2024/10/10 日経メディカルOncology 鈴木 魁士=日経メディカルより要約
https://medical.nikkeibp.co.jp/inc/mem/pub/special2/guideline/

日経メディカルOncologyは、2024年7月に大腸癌研究会「大腸癌治療ガイドライン医師用 2024年版」(以下、2024年版GL)が発刊されたことを受け、臨床現場における大腸癌治療の現状を明らかにすることを目的とし、大腸癌治療に関するアンケート調査を行った。対象は、消化器内科、消化器外科、腫瘍内科、その他の診療科の医師。回答者1056人。

周術期バイオマーカー検査、RAS/BRAFの測定率は約9割。近年の臨床試験の結果から、切除不能進行例のみならず周術期においても、治療効果および予後予測としてバイオマーカー検査の有用性が示唆されている。GLではRAS、BRAF、ミスマッチ修復機能欠損(MSI/MMR-IHC)検査の実施を「弱く推奨する」とした。

「術前にバイオマーカー検査を行っている」40%で、「術後にバイオマーカー検査を行っている」45%と合わせると、85%が周術期にバイオマーカー検査を実施していることが分かった。これらの医師(270人)が、測定しているバイオマーカーの種類は「RAS遺伝子」の95.6%で、「BRAF遺伝子」(89.6%)、「MSI/MMR-IHC」(78.1%)、「HER2遺伝子」(56.7%)と続いた。 (中略)

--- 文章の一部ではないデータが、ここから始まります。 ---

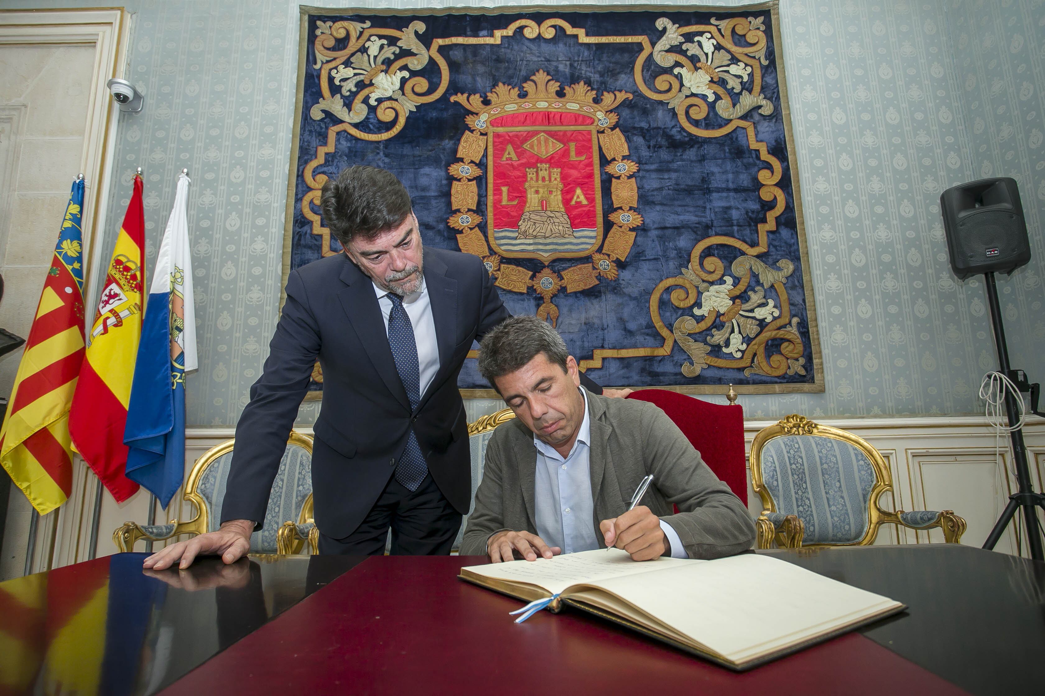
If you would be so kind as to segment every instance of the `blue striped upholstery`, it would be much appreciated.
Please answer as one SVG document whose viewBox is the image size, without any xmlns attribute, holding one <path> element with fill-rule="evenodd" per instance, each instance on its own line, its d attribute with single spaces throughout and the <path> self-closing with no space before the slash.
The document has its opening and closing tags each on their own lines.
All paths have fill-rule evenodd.
<svg viewBox="0 0 1045 696">
<path fill-rule="evenodd" d="M 225 483 L 229 478 L 232 452 L 217 457 L 200 476 L 196 493 L 207 504 L 207 531 L 220 526 Z M 305 499 L 312 491 L 312 458 L 297 445 L 287 445 L 279 473 L 272 484 L 264 525 L 251 535 L 251 553 L 276 553 L 276 533 L 284 522 L 297 522 Z"/>
<path fill-rule="evenodd" d="M 856 446 L 820 435 L 783 435 L 761 453 L 777 512 L 806 525 L 804 544 L 852 544 L 869 524 L 875 467 Z"/>
</svg>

進行大腸癌の1次化学療法前に「バイオマーカー検査を行っている」が89%でであった。

切除不能進行大腸癌への1次化学療法を行う前に「バイオマーカー検査を行っている医師(280人)が測定しているバイオマーカーの種類は、「RAS遺伝子」の96.8%、「BRAF遺伝子」(93.6%)、「MSI/MMR-IHC」(78.9%)、「HER2遺伝子」(62.5%)と続いた。切除不能進行大腸癌への1次化学療法中または終了以降に69%が「バイオマーカー検査を行うことがある」と回答した医師は(218人)だった。

包括的がんゲノムプロファイリング(CGP)検査に関して、検査実施のタイミングを尋ねたところ、「投薬できる標準的な薬剤がなくなった時」が19%、「2次治療の途中」が18%、「2次治療の前」が17%、「1次治療の途中」が10%という結果となった。また、「検査は実施しない」と回答した医師は全体の20%を占めていた。(中略)

以上、大腸癌研究会「大腸癌治療ガイドライン医師用 2024年版」に関連したアンケートの中でもバイオマーカーとしての遺伝子検査についての実態を中心にまとめました。

当院では多くの方が複合治療として、抗がん剤(分子標的薬含む)、手術、放射線治療と並行して各種の免疫細胞療法を受けておられています。特に樹状細胞による特異的がんワクチン療法の適否を調べるために病理組織検体を用います。遺伝子検査も同じ検体を使用するので、遺伝子検査の進行状況を確認しています。遺伝子検査結果は今後の治療の参考になるものであり、現時点で使用可能な分子標的治療薬がなくても、数年で国内治験手順が短縮され承認されることもあります。分子標的薬の多くは副作用が比較的軽度で免疫細胞治療との併用も有効なことが多いです。より多くの方がこれらの多くの治療選択肢をあたえられ、優れた治療効果を得られることを願います。